Commentary: San Francisco is right: facial recognition must be put on hold
... San Francisco's board of supervisors voted to ban the use of facial-recognition technology by the city's police and other agencies. Oakland and Berkeley are also considering bans, as is the city of Somerville, Mass... Two new reports by Clare Garvie, a researcher who studies facial recognition at Georgetown Law... uncovered municipal contracts indicating that law enforcement agencies in Chicago, Detroit and several other cities are moving quickly, and with little public notice, to install... "real time" facial recognition systems... researchers discovered that [Detroit] signed a $1 million deal with DataWorks Plus, a facial recognition vendor, for software that allows for continuous screening of hundreds of private and public cameras set up around the city... [Ms. Garvie said] "Face recognition gives law enforcement a unique ability... to conduct biometric surveillance — the ability to see not just what is happening on the ground but who is doing it... We've never been able to take mass fingerprint scans of a group of people in secret... Now we can with face scans."
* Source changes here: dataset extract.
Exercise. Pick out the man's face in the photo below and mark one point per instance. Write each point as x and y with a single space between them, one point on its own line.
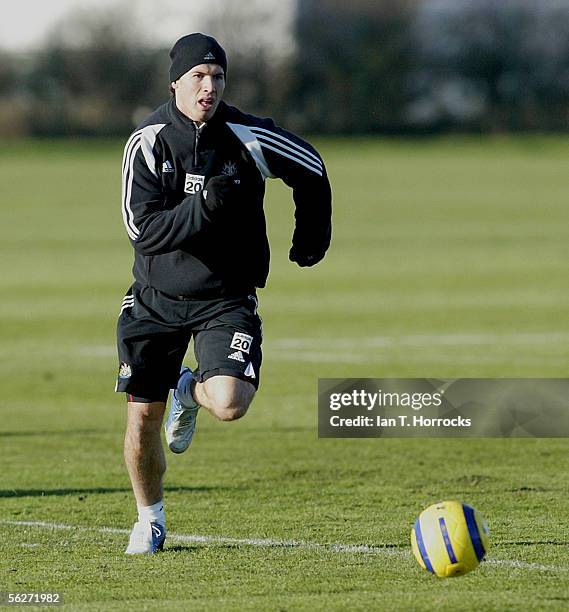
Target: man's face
199 91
... The most troubling thing about all of this is that there are almost no rules governing its [facial recognition's] use. [P]eople are being arrested, charged and convicted based on similar practices in face searches. And because there are no mandates about what defendants and their attorneys must be told about these searches, the police are allowed to act with impunity... None of this is to say that facial recognition should be banned forever. The technology may have some legitimate uses.